Ne mecnun nede Leyla görmüştü oysa..
Hiç bir şey iyi gelmiyor battıkça batıyordu. Aklından hiç çıkmayan o düşünce yine taarruza geçmişti. Her zamanki gibi yavan şeyler. Yalanlardan mütevellit, yalanlar içinde kalan bir oyun içinde sevmek fiili ne derece doğru olabilirdi ki? Nasıl inanabilirdi ki, vakit onun için öyle hızlı sarmıştı ki, artık bugünden çok geride, geçmiş bir zaman içinde kalmış dünde yaşlanmak.. dünde yaş'lanmak, bugünde yaş'lanmak.

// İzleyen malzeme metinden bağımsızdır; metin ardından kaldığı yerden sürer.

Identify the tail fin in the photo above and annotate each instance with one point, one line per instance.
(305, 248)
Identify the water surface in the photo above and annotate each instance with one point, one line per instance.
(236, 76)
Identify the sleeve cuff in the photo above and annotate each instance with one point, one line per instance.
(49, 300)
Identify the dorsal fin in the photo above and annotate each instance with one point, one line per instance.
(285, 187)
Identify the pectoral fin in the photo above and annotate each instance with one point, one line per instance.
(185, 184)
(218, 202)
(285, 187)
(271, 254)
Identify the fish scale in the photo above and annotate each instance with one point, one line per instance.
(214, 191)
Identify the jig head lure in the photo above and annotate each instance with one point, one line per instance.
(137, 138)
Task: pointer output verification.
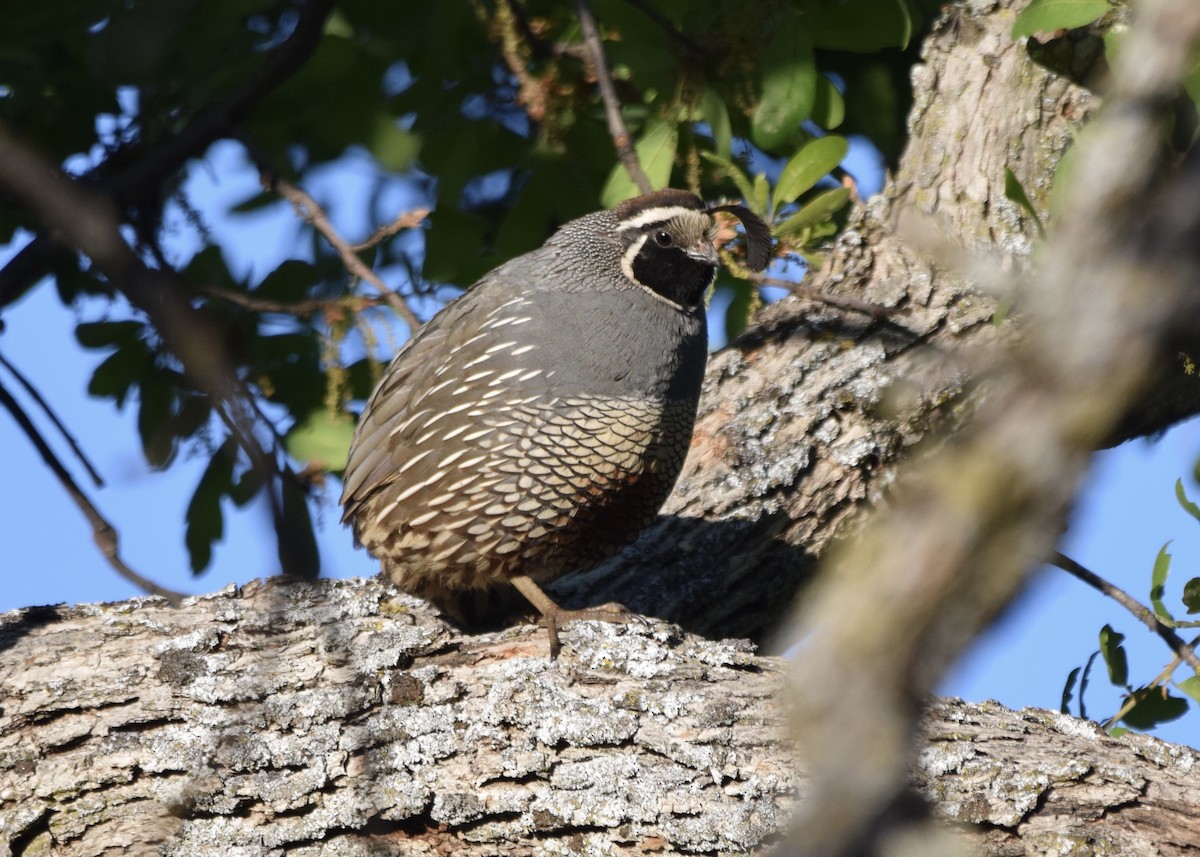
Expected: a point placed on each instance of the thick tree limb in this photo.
(342, 718)
(149, 172)
(907, 595)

Henüz hiçbir yıldızı görmemişken gözleri, açık havada yıldız aramak kaçınılmazdı. Daha aşkı görmeden yalanlara inanıp, dolanmakta..
….
Gözünün önünde sürekli yolcu taşıyan şehir hattı, sanki tüm şehri üzerine boca ediyordu. Tüm sahtelik bunun gerçek olması.. saçmalık..
Oysa, düne kadar ne denli istekliydi, elindeki tütünü bırakmaya. Yalnız bırakırsa belki uzun yaşardı. Yaşamak? İstiyor muydu ki?
Yanından her daim boş olan sandalyesini çeken, aşina olduğu adama ‘evet' derken içinden ‘hayır'lar haykırıyordu. Hiçbir zaman, bir kula bile denememiş hayırlar. Hayırsızlıklardan mütevellit dilde hayır denememiş dil, sessiz sessiz hayır diyordu bugün.
Paramparça bir hayatın sonuna doğru bu kadar yakınlaşmışken, kalpsiz bir bedene bu denli alışmışken, kalpsiz bedenlerde asılı kalmışken… ölmek? En kolayıydı hani! Yalnızlık içinde küçük kara bir delikte sığındığını sanarak, saklanarak ölmek.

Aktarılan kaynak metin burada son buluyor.